Also, the fee structure on these funds is fairly fungible. Money funds could simply waive fees internally for a few months, and resuscitate them when they anticipate interest rates rising.
Insurance at a Price
Money funds in annuity accounts generally don't feel the same pressure retail funds do to keep from breaking the buck. Indeed, more than 200 money market subaccounts in annuities have lost money year-to-date because their fees
been cut, according to Morningstar data. (The money lost has been miniscule -- roughly 0.5%.)
Annuities are essentially mutual funds with a thin layer of insurance wrapped around them. That thin layer of insurance is used to warrant some pretty fat fees, though. The average money market annuity charged a whopping 1.83% average fee, according to Morningstar. Little wonder they're breaking the buck.
But investors are accustomed to paying higher fees for annuities, and may not be as likely to complain or even notice as retail investors. It can be tougher to tell when a money market annuity breaks the buck, since there's no effort to keep net asset value to $1, the way retail funds do. Because money market subaccounts in annuities don't pay out interest income in the form of distributions (as retail money funds do), the NAV is often a very odd number -- for instance, $9.83. (In other words, one share equals $9.83, as opposed to retail money funds, where one share equals $1.)
This floating NAV, combined with the fact that fees that are generally assessed annually, can make it difficult to determine when investors gave up their principal to pay expenses. And the penalties that often apply keep investors from moving their money.

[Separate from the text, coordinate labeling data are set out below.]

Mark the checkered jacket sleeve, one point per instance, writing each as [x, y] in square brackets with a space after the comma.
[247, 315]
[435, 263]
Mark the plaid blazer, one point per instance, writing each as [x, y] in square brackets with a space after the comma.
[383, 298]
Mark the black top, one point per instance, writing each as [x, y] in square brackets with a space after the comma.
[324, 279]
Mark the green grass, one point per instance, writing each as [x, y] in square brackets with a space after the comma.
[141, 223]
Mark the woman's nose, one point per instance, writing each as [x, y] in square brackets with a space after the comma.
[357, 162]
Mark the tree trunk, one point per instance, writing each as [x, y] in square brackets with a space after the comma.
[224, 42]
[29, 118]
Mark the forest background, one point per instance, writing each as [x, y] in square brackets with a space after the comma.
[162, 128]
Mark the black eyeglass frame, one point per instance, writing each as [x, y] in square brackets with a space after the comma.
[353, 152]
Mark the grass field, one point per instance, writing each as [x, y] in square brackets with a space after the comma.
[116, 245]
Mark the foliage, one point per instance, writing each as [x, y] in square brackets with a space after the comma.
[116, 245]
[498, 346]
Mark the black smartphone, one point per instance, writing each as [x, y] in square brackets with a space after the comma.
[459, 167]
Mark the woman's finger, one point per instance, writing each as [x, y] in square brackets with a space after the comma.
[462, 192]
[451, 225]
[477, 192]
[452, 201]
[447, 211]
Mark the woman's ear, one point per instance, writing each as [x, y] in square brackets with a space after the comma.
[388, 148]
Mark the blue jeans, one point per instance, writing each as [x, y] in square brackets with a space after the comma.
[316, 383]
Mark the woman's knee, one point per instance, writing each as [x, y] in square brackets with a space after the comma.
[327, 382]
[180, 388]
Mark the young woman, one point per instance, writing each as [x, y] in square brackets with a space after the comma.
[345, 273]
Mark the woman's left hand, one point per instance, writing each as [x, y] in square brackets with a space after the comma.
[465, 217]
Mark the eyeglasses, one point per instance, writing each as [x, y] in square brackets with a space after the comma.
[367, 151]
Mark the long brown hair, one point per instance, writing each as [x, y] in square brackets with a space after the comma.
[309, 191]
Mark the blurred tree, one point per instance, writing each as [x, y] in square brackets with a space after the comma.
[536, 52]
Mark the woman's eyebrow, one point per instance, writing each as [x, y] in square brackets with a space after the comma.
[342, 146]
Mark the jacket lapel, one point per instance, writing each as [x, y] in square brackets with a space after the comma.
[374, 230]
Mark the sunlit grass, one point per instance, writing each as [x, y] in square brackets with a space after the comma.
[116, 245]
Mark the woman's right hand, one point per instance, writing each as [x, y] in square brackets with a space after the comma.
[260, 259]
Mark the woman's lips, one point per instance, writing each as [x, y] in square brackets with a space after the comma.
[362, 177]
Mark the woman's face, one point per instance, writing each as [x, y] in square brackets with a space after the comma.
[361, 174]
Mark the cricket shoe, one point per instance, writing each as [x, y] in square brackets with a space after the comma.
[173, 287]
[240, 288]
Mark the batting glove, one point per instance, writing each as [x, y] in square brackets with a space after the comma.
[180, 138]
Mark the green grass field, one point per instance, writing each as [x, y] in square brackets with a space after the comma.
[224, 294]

There's never been a reason to pay high fees for a money market account -- your best bet is almost always the cheapest product, since yields don't typically vary enough to warrant out-of-the-ordinary fees. And if you're happy with your money market fund, there's probably no reason to change. But if you're moving money anyway, there's even more incentive to keep a sharp eye on fees -- after all, not all surprises are happy ones.